The Russian Foreign Ministry released a statement on Thursday warning its citizens to be careful if they travel abroad because the United States is “hunting” for Russians to arrest.

The Foreign Ministry warned Russians of the “threat of being detained or arrested at the request of U.S. law enforcement and intelligence services in third countries.”

“Despite our calls to improve cooperation between the relevant U.S. and Russian authorities … U.S. special services have effectively continued ‘a hunt’ for Russians around the world,” the statement asserted. “Considering these circumstances, we strongly insist that Russian citizens carefully weigh up all the risks when planning trips abroad.”

In other words, the Foreign Ministry is telling Russian citizens they might be arrested by third countries and extradited to the United States.

The UK Independent notes that the great Russian hunt carried out by the predatory U.S. government consists of arresting seven Russians in 2017 instead of the normal average of two per year, and the Russian Foreign Ministry itself admits that most of them were accused cyber-criminals.

Moscow does not make much of a case that any of these people were arrested randomly or unjustly. For example, one of the Russians arrested early in 2017 was Stanislav Lisov, who is charged with creating a trojan-horse virus that inflicted an estimated $5 million in damage on financial institutions across the world. Lisov was under investigation for the better part of three years before he was arrested by Spain and held for eleven months before his extradition to the U.S. was finally approved. That is difficult to square with the Russian Foreign Ministry’s alarmist portrait of American agents randomly scooping up innocent Russian travelers and hauling them back to Washington for show trials.

Moscow also complained about what it portrayed as the American kidnapping of Roman Seleznev from the Maldives in 2014. Under investigation since 2011 for his activities as a hacker-for-hire, Seleznev was frolicking in the Maldives precisely because the Russian cybercrime underground was convinced Western law enforcement could not touch them there.

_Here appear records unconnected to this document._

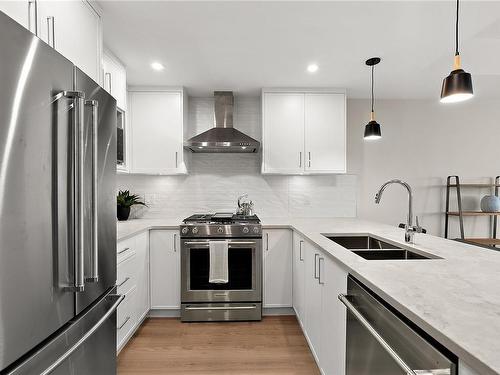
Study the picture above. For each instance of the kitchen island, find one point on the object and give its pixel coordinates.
(454, 299)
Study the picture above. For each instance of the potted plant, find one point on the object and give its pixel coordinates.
(124, 201)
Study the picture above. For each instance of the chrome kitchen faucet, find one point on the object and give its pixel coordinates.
(410, 229)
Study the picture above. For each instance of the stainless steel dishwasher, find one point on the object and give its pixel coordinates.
(382, 342)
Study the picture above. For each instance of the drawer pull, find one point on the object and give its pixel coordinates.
(123, 282)
(125, 322)
(121, 252)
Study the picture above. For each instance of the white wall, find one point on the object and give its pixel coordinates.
(215, 180)
(423, 141)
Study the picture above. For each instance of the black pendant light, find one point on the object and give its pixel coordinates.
(372, 129)
(457, 87)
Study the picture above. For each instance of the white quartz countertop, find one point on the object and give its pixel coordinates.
(455, 299)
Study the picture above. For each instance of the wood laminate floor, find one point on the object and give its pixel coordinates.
(275, 345)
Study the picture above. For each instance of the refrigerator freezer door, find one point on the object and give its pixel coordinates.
(86, 347)
(35, 216)
(100, 215)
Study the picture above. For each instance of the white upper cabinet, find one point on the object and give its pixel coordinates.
(304, 132)
(73, 28)
(156, 123)
(21, 11)
(115, 79)
(325, 133)
(277, 268)
(283, 133)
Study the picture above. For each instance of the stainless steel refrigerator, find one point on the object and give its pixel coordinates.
(57, 213)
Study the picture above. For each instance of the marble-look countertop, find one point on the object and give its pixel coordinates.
(455, 299)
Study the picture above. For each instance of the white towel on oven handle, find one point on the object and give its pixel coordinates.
(219, 272)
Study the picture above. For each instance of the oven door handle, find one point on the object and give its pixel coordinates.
(253, 307)
(207, 243)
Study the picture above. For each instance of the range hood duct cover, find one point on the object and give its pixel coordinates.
(223, 137)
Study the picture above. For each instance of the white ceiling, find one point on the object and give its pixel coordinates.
(244, 46)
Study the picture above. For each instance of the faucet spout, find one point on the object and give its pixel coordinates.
(409, 229)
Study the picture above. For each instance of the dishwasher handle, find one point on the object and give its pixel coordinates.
(401, 363)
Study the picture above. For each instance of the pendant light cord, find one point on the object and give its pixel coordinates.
(456, 32)
(373, 67)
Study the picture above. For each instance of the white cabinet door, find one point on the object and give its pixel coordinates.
(313, 299)
(333, 281)
(298, 273)
(277, 254)
(115, 80)
(325, 133)
(156, 129)
(142, 298)
(74, 29)
(165, 265)
(20, 11)
(283, 132)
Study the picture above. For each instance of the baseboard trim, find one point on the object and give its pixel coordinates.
(278, 311)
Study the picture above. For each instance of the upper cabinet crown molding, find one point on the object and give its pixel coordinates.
(304, 131)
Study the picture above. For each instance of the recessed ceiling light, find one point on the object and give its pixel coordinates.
(157, 66)
(312, 68)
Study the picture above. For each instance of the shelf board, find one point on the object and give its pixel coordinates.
(475, 185)
(473, 213)
(484, 241)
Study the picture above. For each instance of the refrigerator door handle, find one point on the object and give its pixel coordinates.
(78, 98)
(94, 254)
(90, 332)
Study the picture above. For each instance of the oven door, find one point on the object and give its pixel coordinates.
(245, 272)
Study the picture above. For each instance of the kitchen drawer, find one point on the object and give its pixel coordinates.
(126, 273)
(125, 248)
(126, 318)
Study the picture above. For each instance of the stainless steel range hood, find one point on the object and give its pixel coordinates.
(223, 137)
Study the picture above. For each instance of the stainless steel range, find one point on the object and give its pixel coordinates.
(241, 297)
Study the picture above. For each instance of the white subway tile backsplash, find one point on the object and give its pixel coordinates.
(216, 180)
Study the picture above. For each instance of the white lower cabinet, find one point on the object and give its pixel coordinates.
(277, 254)
(298, 272)
(165, 269)
(317, 281)
(132, 281)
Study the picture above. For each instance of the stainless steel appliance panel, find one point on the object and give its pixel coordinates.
(252, 294)
(35, 169)
(379, 342)
(99, 215)
(84, 347)
(215, 312)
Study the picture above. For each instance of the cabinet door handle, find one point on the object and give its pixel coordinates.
(123, 282)
(51, 40)
(316, 266)
(109, 81)
(321, 282)
(122, 251)
(33, 26)
(125, 322)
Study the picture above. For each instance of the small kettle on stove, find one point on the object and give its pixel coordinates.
(245, 207)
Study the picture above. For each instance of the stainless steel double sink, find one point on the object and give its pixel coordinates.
(373, 248)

The Maldives made a deal with the U.S. to arrest and extradite Seleznev, by all accounts moving swiftly but not extra-legally, and he came bundled with a laptop containing 1.7 million stolen credit card numbers. He was convicted on over 30 counts by a Seattle court in 2016 and sentenced to 27 years in federal prison, with a few more state cases against him pending. Again, this was not a random kidnapping hastily arranged because irritable American officials were eager to throw a few Russian tourists in jail.

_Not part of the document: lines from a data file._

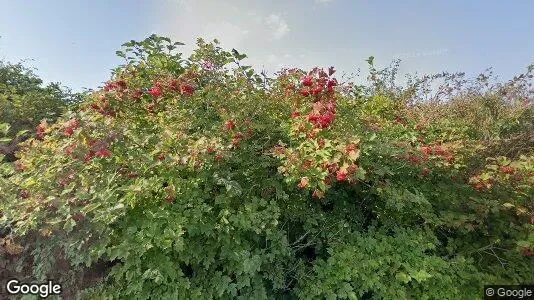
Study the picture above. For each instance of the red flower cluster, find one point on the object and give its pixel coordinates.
(156, 91)
(98, 150)
(229, 125)
(24, 194)
(40, 129)
(304, 183)
(187, 89)
(117, 85)
(508, 169)
(70, 149)
(103, 107)
(71, 127)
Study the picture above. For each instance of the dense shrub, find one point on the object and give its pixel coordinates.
(198, 178)
(25, 102)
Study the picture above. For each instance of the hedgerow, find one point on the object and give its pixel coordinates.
(198, 178)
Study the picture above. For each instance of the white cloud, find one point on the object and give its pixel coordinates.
(227, 33)
(277, 25)
(324, 2)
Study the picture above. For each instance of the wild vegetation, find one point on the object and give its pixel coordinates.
(197, 178)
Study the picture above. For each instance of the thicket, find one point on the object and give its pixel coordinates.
(197, 178)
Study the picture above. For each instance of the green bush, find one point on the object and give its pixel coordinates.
(198, 179)
(25, 102)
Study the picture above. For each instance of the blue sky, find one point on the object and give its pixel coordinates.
(74, 42)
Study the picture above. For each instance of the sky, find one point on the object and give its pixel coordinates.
(74, 41)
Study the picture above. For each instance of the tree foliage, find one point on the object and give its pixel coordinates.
(199, 178)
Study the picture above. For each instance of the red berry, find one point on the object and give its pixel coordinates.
(156, 91)
(307, 81)
(341, 175)
(229, 125)
(508, 170)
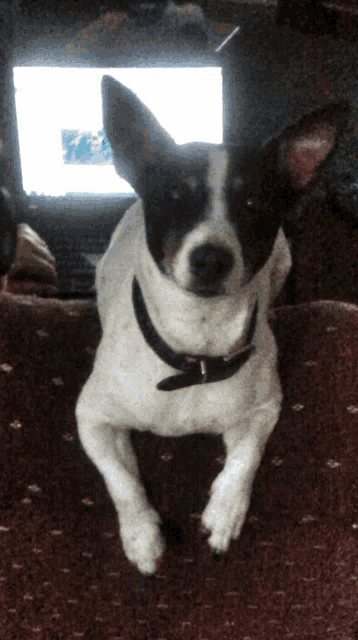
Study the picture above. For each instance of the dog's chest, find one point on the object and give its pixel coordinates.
(127, 372)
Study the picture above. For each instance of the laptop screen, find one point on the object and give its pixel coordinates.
(63, 148)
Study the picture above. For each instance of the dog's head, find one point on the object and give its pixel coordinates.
(212, 213)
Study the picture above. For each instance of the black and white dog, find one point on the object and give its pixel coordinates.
(183, 293)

The Foreign Ministry sneered that “Russian citizens face a prejudiced attitude on the part of American ‘justice,’” but the example they chose was Viktor Bout, the nefarious arms dealer who was the inspiration for the Nicolas Cage film Lord of War.

Bout was at one point the second most-wanted man in the world for U.S. intelligence services, the first being Osama bin Laden. He was busted in Thailand in a sting operation where he thought he was selling millions of dollars in weapons, including surface-to-air missiles, to the FARC terrorists of South America. He was arrested in 2008 and given a mandatory minimum 25-year sentence by a U.S. court in 2012. There isn’t much doubt that he ran a huge volume of guns to terrorists and criminal organizations, especially since the cocky smuggling kingpin had a penchant for making home movies of himself doing it.

Russia has been grumbling that the sentence was excessive ever since it was handed down, but Bout is an odd choice for an argument that American justice moves too swiftly and is irrationally biased against Russians.

The Russian Foreign Ministry’s statement is a political tantrum, and it’s not hard to see why. The statement warns that Russians in U.S. custody are “pressured to admit their guilt, despite the fictitiousness of the charges, and when they refuse they are given huge prison sentences.”

In addition to warning Russian travelers that Uncle Sam is waiting to pounce on them when they travel to foreign countries, the Foreign Ministry complained on Friday about U.S. accusations that Russia has been interfering in foreign elections, most recently Mexico’s 2018 presidential race. Moscow seems interested in laying the groundwork to deny what it fears Russians in U.S. custody might say about certain matters of international interest.